Many individuals with career earnings at or below the first marginal tax rate will often qualify for Guaranteed Income Supplements after age 65. Withdrawals from your registered accounts will reduce your supplements by $0.50 for every dollar withdrawn. This can be like an effective tax rate of over 70%. Surely, we do not need the math to see the problem with 20% refund into a RSP versus 70% on the way out.
Now, that is enough on the possible problems. There are more and the lesson here is simply that MY SITUATION IS UNIQUE and I need to do some financial planning to determine if RSPs are right for me. Do not blindly follow the mutual fund pied piper during RSP season.
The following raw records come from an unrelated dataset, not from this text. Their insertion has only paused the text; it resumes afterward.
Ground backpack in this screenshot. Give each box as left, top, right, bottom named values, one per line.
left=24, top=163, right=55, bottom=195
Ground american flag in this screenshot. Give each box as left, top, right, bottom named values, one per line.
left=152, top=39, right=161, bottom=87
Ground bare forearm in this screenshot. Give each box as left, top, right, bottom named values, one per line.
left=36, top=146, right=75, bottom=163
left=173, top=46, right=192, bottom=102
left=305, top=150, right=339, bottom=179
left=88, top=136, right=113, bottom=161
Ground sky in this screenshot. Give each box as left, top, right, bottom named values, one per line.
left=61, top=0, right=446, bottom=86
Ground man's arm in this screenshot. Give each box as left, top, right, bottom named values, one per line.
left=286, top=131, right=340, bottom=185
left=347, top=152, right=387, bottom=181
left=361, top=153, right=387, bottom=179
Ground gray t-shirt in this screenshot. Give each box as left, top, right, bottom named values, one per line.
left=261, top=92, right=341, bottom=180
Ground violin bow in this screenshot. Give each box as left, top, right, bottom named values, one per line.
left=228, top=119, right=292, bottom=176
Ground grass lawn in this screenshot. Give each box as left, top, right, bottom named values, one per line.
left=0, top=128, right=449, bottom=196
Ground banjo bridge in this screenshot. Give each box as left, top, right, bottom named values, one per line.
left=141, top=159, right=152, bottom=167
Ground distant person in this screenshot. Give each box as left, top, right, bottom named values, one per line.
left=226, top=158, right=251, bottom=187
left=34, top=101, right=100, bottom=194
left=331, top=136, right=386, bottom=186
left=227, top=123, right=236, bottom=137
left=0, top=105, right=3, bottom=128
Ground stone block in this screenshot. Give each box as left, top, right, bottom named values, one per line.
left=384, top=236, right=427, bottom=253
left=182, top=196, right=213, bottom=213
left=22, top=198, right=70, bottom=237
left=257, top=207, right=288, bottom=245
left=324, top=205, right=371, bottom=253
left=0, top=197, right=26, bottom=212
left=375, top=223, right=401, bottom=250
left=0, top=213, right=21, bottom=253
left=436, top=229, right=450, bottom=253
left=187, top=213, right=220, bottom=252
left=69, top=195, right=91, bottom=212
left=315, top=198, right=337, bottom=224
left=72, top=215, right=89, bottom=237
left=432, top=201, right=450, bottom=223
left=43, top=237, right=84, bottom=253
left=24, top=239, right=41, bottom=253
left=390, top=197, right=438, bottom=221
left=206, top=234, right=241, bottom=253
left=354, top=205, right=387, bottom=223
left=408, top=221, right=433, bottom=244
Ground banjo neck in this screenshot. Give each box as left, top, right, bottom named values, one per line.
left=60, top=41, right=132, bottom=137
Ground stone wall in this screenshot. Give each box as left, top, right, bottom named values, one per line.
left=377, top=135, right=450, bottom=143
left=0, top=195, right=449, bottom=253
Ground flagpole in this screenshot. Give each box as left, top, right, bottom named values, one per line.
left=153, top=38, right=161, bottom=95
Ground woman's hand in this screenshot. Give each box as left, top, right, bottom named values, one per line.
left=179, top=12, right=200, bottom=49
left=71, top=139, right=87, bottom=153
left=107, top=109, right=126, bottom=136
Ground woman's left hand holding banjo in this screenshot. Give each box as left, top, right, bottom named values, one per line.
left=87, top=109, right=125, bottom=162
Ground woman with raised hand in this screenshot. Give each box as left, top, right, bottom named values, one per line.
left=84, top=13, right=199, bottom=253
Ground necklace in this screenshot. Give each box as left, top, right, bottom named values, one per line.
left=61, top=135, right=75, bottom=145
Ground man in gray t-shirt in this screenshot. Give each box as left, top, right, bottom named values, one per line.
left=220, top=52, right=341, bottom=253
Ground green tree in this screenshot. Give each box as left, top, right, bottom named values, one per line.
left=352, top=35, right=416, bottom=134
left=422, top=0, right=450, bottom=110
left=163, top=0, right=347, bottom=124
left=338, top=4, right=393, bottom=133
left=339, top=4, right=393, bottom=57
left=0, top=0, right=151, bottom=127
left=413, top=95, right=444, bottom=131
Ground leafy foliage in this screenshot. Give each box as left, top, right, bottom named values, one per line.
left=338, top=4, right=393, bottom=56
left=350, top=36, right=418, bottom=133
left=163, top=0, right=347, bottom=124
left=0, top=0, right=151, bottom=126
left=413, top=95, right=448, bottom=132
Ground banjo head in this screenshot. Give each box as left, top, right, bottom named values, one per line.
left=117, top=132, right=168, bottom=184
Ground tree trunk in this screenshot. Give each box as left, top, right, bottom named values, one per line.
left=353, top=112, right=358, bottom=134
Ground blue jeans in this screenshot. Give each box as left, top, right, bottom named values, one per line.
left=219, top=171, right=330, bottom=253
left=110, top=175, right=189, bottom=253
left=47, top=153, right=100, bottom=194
Your mortgage or credit cards. You will possibly receive a greater rate of return with the same tax free compounding. Paying down your debt will make you wealthier than having an RSP.
Tax free savings accounts – TFSAs – were introduced in 2009. They assure you of the same tax free compounding achieved with RSP contributions at the lowest rate, with none of the disadvantages noted above. A change to them is likely warranted for many.
Registered Education Savings Plans – RESPs – CRA will send you no tax refund, but you will be given a Canada Education Savings Grant on the first $2500 of 40% if FAMILY income is below $38,832 (30% until $77,664 FI and 20% thereafter).
So, as always, they key to making good decisions about your finances is preparing a financial plan that recognizes you and your family’s uniqueness. Bang your own drum and drown out the pied piper.
A final note! Christmas is almost upon us and the stock markets around the world continue to deliver gift after gift. This hopefully will continue right through Christmas and the New Year. A word of caution though, what goes up ALWAYS comes down, even Santa’s sleigh. Now on to it, on to it…
* The 2009 lowest marginal rate for Ontario is actually 21.05%. We have used 20% for ease of illustration. The conclusions remain unchanged.